Following the final round at the Masters in April, Wood’s told the assembled press a similar tale “From the first eight holes I think I left every putt short. I had a hard time getting the speed “.  However, at tournaments other than the majors Wood’s has been back to his imperious best with the putter. Notably, when a putting tip from Steve Stricker inspired a total of 100 putts in four rounds en route to victory at the WGC Cadillac Championship in March.  Woods is ranked 5th on Tour in ‘Total Putting’ this year. Transporting the putting performances that have brought about four wins this year, from regular to major events, appears to be the obstacle facing Woods.

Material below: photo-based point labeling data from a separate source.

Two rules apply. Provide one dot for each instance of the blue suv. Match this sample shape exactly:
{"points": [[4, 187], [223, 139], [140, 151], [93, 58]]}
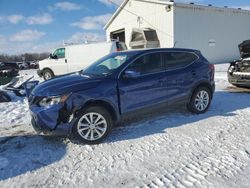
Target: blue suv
{"points": [[86, 104]]}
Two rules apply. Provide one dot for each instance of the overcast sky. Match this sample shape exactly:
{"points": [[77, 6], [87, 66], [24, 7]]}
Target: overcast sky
{"points": [[41, 25]]}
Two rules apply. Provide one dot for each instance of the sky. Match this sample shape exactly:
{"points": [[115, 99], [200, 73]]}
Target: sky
{"points": [[42, 25]]}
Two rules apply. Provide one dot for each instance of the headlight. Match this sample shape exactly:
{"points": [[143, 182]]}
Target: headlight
{"points": [[49, 101]]}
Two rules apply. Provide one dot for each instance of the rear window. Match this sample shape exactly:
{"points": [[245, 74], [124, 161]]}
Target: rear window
{"points": [[175, 60], [121, 46]]}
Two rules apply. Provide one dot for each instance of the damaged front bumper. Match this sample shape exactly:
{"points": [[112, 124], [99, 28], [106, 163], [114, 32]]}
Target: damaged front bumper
{"points": [[47, 120]]}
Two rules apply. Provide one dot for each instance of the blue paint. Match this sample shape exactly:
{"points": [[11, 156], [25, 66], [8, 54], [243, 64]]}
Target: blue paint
{"points": [[122, 95]]}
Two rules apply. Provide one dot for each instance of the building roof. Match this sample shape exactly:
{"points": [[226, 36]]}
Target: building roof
{"points": [[183, 5]]}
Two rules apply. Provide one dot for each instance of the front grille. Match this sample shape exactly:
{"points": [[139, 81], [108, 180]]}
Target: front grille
{"points": [[34, 100]]}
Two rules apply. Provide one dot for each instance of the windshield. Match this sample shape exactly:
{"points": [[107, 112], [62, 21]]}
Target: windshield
{"points": [[106, 65]]}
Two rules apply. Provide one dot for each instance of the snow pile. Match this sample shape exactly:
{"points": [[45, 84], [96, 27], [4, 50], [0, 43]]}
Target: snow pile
{"points": [[172, 148]]}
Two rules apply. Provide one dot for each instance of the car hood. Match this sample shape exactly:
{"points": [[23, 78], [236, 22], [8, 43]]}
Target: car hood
{"points": [[244, 48], [66, 84]]}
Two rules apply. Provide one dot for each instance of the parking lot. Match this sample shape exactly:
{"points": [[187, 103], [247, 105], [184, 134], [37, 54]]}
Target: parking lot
{"points": [[172, 148]]}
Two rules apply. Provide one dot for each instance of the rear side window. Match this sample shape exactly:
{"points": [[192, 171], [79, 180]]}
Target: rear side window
{"points": [[148, 64], [121, 46], [178, 59], [60, 53]]}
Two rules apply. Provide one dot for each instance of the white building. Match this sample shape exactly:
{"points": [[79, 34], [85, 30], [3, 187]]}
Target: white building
{"points": [[213, 30]]}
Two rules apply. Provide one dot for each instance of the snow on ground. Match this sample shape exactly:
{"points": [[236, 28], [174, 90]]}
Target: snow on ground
{"points": [[173, 148]]}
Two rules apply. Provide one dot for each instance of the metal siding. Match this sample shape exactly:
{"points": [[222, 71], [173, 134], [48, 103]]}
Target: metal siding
{"points": [[196, 26], [154, 14]]}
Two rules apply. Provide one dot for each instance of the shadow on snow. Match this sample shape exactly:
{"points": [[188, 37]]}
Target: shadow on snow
{"points": [[21, 154]]}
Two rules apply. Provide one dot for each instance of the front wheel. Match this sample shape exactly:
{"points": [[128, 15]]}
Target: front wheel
{"points": [[200, 100], [92, 125]]}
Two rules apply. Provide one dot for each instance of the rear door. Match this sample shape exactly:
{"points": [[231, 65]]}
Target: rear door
{"points": [[147, 89], [181, 73]]}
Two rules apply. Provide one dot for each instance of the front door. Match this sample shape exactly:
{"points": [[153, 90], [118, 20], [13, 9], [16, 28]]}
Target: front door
{"points": [[148, 88], [180, 74], [59, 64]]}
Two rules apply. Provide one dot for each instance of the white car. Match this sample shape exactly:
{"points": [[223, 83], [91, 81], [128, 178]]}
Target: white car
{"points": [[74, 58]]}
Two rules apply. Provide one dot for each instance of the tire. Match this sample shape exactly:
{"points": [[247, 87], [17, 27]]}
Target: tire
{"points": [[95, 131], [200, 100], [47, 74]]}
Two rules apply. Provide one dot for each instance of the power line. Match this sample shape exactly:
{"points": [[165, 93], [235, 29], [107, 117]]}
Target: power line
{"points": [[138, 16]]}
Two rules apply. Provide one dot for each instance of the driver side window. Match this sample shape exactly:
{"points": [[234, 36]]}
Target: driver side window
{"points": [[148, 64], [60, 53]]}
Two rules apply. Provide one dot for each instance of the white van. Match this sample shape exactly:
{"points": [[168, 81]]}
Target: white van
{"points": [[74, 58]]}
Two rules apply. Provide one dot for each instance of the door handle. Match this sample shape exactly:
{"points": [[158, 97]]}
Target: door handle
{"points": [[161, 82]]}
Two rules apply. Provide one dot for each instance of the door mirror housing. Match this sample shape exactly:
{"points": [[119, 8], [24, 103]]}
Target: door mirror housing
{"points": [[131, 74]]}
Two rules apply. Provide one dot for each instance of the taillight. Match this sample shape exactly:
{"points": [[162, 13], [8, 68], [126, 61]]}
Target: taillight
{"points": [[212, 68]]}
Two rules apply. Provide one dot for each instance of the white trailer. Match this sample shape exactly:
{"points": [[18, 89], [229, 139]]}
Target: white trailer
{"points": [[215, 31]]}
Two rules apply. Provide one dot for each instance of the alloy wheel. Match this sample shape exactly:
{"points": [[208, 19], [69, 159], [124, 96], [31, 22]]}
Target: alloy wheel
{"points": [[202, 100], [92, 126]]}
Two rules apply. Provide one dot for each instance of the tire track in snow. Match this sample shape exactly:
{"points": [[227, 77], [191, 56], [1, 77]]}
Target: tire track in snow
{"points": [[196, 172]]}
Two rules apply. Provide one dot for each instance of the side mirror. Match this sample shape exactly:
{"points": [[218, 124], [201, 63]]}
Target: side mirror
{"points": [[131, 74], [53, 56]]}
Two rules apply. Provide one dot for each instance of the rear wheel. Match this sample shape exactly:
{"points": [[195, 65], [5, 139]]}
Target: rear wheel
{"points": [[200, 100], [47, 74], [92, 125]]}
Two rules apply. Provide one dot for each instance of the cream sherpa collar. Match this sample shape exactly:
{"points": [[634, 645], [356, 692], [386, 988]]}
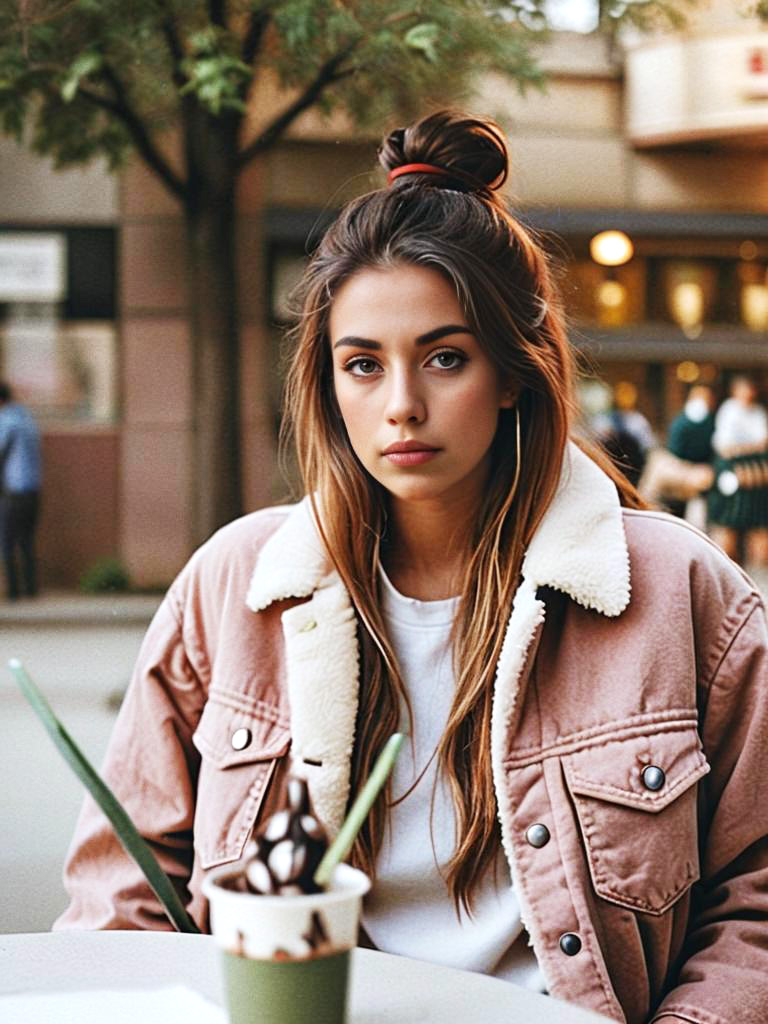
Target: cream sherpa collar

Therefore when such evidence is considered, one has to conclude that the thing stopping Wood’s from advancing his haul of 14 majors is located in the six inches between his ears.  Writing that seems almost ludicrous, given that Woods has possessed one of the most resilient and focused sporting minds of the modern era. However statistics, and the fact he has won more times than anybody in the world over the past 15 months suggests that there isn’t much wrong with his game. What has troubled Woods is replicating such performances at Major championships and in particular the weekends of major championships. Strangely, Woods is ranked 104th in final round scoring average on the tour this year, despite four wins.

At the last five Major championships, Woods has consistently got himself into good positions after two rounds but failed to go on and achieve what he refers to as the ‘W’. Another sound bite of Wood’s is what he calls the ‘process’; the rebuilding program he has embarked on with Sean Foley. If one were to map out this process it would look something like this; practice range to practice rounds, practice rounds to regular tournament rounds, then onto producing in final rounds of regular tournaments, and then producing in major championships and finally producing in the final rounds of major championships.

Evidently Woods is a nearing the final stage of this process. However the hurdle confronting him seems to be a mental one. Regardless of the good work of Sean Foley, this hurdle is one that Woods will have to negotiate alone. I myself would not bet against him finding the solutions.